In Ponce, waves flooded low-lying areas of the Playa de Ponce barrio. Winds deroofed six homes and severely damaged three others. Additionally, electrical and telephone lines were downed. Just offshore, Gatas, the island containing the Club Náutico de Ponce, was completely inundated. Damages to the yacht club totaled $100,000 and damages to the boats totaled $15,000. Flooding in the area resulted in about $25,000 in damage. At the Agricultural Experiment Station in Lajas, crops were heavily damaged by high winds. Near Salinas, about 200 ft of Highway 1 was destroyed by high surf. Several beach front properties were badly damaged.
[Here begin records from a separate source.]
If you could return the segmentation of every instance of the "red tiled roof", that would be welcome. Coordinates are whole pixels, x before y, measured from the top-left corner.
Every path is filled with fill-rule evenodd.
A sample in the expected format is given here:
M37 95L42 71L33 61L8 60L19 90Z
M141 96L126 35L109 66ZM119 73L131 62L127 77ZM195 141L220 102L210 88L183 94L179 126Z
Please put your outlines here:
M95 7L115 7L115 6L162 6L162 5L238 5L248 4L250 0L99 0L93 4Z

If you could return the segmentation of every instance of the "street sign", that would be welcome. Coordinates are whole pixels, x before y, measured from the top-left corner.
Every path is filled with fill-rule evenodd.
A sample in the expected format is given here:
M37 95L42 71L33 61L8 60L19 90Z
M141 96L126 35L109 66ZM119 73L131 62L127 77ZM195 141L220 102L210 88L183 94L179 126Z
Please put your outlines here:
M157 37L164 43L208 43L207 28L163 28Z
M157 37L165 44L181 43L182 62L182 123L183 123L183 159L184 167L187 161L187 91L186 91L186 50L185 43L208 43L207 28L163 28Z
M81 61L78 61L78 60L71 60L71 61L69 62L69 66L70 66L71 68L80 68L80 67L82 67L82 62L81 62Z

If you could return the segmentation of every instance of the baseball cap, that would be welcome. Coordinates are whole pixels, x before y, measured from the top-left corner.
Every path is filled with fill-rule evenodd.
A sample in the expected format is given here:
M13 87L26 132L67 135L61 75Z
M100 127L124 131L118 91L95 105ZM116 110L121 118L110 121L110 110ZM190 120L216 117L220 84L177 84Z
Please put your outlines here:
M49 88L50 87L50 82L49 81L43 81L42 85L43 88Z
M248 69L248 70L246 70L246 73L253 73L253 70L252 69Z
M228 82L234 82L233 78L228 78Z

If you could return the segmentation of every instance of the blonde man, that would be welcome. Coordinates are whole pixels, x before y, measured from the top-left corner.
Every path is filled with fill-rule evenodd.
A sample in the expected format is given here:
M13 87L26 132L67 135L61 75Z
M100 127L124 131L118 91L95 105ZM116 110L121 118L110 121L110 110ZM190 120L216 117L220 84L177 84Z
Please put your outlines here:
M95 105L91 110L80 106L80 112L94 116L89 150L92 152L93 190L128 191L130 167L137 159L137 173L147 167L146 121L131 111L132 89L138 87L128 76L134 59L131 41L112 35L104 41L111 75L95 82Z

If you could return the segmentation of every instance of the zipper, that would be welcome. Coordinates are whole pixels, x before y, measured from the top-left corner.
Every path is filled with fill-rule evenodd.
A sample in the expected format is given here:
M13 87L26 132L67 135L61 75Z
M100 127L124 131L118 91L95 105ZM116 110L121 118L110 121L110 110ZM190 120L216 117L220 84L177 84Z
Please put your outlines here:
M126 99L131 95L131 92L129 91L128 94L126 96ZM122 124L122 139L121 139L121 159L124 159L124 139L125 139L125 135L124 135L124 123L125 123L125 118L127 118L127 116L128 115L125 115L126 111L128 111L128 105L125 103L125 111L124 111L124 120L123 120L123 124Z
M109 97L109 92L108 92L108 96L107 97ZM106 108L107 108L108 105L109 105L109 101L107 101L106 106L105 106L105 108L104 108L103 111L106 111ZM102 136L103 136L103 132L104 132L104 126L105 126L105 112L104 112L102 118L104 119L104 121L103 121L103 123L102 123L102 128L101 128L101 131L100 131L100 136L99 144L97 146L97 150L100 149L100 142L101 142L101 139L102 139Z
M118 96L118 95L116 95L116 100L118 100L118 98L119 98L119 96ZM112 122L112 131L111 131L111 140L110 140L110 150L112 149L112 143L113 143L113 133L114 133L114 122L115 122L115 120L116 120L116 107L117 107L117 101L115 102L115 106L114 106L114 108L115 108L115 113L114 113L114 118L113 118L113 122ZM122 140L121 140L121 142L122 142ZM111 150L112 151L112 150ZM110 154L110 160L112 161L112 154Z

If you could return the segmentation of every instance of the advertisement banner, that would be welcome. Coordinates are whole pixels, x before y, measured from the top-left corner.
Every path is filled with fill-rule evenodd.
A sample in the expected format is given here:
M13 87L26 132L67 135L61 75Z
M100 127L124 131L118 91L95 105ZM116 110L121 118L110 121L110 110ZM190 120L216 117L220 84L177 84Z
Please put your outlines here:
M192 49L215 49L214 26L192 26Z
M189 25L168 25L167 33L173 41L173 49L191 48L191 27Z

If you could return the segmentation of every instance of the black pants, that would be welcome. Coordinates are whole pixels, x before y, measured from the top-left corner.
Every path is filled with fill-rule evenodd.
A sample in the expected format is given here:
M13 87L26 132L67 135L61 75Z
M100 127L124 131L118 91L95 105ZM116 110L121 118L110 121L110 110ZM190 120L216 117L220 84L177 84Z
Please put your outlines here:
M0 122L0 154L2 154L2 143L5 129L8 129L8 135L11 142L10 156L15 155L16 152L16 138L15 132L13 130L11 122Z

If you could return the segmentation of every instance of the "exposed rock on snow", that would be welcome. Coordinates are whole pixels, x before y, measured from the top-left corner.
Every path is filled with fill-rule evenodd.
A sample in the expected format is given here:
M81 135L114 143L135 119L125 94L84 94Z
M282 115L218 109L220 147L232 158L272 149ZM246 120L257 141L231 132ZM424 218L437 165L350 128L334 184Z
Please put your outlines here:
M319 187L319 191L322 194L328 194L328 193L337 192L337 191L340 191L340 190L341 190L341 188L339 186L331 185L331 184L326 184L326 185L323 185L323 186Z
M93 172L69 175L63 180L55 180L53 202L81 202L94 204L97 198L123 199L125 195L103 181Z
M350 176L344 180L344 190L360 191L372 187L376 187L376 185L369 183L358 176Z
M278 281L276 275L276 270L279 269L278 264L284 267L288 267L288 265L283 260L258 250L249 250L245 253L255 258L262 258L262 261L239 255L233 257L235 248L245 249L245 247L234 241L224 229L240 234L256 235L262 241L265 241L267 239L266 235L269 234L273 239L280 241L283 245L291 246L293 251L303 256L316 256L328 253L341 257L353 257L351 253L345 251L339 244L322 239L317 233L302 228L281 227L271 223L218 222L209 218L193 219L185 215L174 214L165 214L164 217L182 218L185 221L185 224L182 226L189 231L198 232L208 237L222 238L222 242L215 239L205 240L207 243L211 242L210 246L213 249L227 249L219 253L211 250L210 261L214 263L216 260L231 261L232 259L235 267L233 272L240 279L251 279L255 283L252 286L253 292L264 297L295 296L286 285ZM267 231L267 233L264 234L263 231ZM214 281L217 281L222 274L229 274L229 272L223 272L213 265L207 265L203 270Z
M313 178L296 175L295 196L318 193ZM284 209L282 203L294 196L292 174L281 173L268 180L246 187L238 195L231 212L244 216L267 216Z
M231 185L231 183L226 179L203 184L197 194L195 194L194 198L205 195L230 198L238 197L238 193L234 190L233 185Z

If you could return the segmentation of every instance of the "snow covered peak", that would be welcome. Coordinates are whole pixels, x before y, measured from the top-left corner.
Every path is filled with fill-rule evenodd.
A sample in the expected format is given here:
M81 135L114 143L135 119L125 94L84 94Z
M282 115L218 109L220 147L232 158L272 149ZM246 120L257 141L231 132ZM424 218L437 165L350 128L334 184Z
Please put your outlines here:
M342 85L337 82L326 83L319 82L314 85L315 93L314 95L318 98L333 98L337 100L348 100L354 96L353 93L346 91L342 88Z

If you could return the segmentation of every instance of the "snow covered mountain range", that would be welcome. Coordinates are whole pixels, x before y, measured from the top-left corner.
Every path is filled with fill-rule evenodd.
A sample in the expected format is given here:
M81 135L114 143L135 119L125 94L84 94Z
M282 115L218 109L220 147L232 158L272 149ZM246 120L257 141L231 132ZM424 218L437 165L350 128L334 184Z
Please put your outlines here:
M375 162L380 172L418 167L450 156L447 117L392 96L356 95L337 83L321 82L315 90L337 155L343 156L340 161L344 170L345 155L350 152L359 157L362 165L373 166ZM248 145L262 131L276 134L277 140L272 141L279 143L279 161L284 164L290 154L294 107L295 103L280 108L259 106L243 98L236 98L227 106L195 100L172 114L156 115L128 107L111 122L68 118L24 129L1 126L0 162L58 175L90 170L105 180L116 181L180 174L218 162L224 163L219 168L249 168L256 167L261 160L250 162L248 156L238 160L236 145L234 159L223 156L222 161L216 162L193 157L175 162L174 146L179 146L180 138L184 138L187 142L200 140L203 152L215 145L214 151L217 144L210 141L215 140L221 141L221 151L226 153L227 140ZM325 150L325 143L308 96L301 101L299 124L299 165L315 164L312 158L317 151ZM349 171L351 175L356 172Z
Cabo Rojo bore the brunt of the storm with the center passing within 50 mi, resulting major flooding and extensive wind damage. In Maricao, winds and strong thunderstorms caused a few trees to be blown down. In Mayagüez, low-lying areas adjacent to the Yagüez River flooded after the river rose between 1 and 2 ft above its average crest, causing about 300 people to flee their homes. Two homes were demolished and another was extensively damaged. Along the coast, waves inundated waterfront streets, leaving them barely passable. Approximately 4,000 acres of sugar cane fields were flooded in and around Añasco, Cabo Rojos, Hormigueros, and Lajas. Additionally, harvest equipment and a large amount of fertilizer were destroyed. Throughout Puerto Rico, agricultural damage alone was estimated to be over $150,000.

Impact in the Dominican Republic was minor, though winds between 50 and 60 mph and heavy rain were recorded. At Turks and Caicos Islands, sustained winds of 37 mph were observed, with gusts up to 51 mph.